Dismantling the precautionary principle has long been a goal of U.S. government trade policy, and as such is nothing new. What is new is the EU’s apparent willingness to jeopardize a foundational principle of the Union in a cynical cars-for-agriculture trade intended to placate President Donald Trump and avoid massive tariffs on European (mostly German) cars. As over 100 civil society groups asserted in a public statement on February 20, “Fear of threats made by the US President to impose high tariffs on European cars cannot be an excuse for retreating on basic public interest. The apparent paradigm shift within the Commission, emerging after months of negotiating behind closed doors and largely shielded from public scrutiny, is highly alarming.”

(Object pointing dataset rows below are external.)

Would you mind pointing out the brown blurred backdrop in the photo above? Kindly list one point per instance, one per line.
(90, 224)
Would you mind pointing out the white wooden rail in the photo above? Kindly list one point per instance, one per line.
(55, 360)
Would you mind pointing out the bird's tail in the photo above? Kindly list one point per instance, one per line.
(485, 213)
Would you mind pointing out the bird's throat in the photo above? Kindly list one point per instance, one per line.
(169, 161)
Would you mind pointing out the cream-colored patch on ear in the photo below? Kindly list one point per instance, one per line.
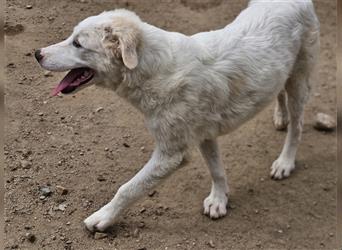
(129, 53)
(124, 39)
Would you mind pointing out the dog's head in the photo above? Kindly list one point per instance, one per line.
(99, 48)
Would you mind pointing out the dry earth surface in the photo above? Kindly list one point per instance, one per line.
(70, 141)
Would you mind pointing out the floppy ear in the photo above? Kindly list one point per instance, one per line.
(124, 43)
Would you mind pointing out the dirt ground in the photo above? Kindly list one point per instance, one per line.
(70, 141)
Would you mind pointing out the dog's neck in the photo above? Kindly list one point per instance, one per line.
(154, 60)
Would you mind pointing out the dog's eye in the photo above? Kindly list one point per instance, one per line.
(76, 44)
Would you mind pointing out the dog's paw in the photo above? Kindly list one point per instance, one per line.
(280, 120)
(100, 220)
(281, 168)
(215, 205)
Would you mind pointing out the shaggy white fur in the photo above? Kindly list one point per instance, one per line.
(193, 89)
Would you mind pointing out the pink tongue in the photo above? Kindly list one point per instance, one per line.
(68, 80)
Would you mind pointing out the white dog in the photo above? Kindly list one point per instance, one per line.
(192, 89)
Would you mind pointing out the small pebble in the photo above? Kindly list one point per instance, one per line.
(324, 122)
(99, 109)
(141, 224)
(25, 164)
(61, 190)
(30, 237)
(61, 207)
(101, 178)
(47, 73)
(136, 233)
(211, 244)
(152, 193)
(46, 191)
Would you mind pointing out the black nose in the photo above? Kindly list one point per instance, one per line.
(38, 55)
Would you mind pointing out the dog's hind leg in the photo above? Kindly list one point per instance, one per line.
(215, 204)
(280, 116)
(157, 168)
(297, 88)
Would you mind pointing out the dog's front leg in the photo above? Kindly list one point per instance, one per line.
(157, 168)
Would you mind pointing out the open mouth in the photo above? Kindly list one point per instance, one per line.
(74, 79)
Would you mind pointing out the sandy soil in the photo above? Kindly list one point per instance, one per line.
(68, 142)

According to Politico Trade, EU trade chief Phil Hogan suggested that a “mini-deal” could be struck by March 18 to avoid U.S. tariff increases on the European aerospace corporation Airbus, the subject of a 15-year WTO dispute. While Hogan’s hope of avoiding a U.S. tariff increase on Airbus proved to be in vain, the U.S. has refrained, for the moment, from increasing its 25% tariff on European agricultural exports — including wine, cheese and table olives, all politically sensitive in EU member states. The deal being offered up by Hogan could include lowering tariffs on EU-manufactured cars and speeding up approvals of GMO crops. Hogan has made conflicting and ambiguous statements concerning the EU’s willingness to modify its food safety practices in order to accept imports of American meat processed with antimicrobial chemicals such as peracetic acid. Other elements of a U.S.-EU trade deal previously publicly outlined by EU negotiators include conformity assessments and regulatory cooperation provisions that civil society groups fear will diminish consumer and other protections. The speedy negotiating timetable was endorsed by European Commission President Ursula von der Leyen in comments following her meeting in January with Trump at the World Economic Forum in Davos, Switzerland. Perhaps it is no coincidence that von der Leyen, previously Germany’s defense minister, has a strong interest in keeping Trump’s threatened tariffs on German cars at bay.
Call it a “mini-deal” or by any other name, this is a deal that’s being struck for all the wrong reasons. For short-term political goals it sacrifices longstanding protections. It will have lasting consequences that may well be irreversible, as new GMOs are unleashed without adequate review and enduring protections for the environment and public are chipped away. It’s all about advantaging the biggest, most destructive agricultural behemoths at the expense of sustainable policies that recognize the climate crisis. The U.S. is undergoing a significant dismantling of our public and environmental infrastructure right now, and the destruction of incomparable and irreplaceable natural resources. This is no time for the EU to follow down this same heedless path.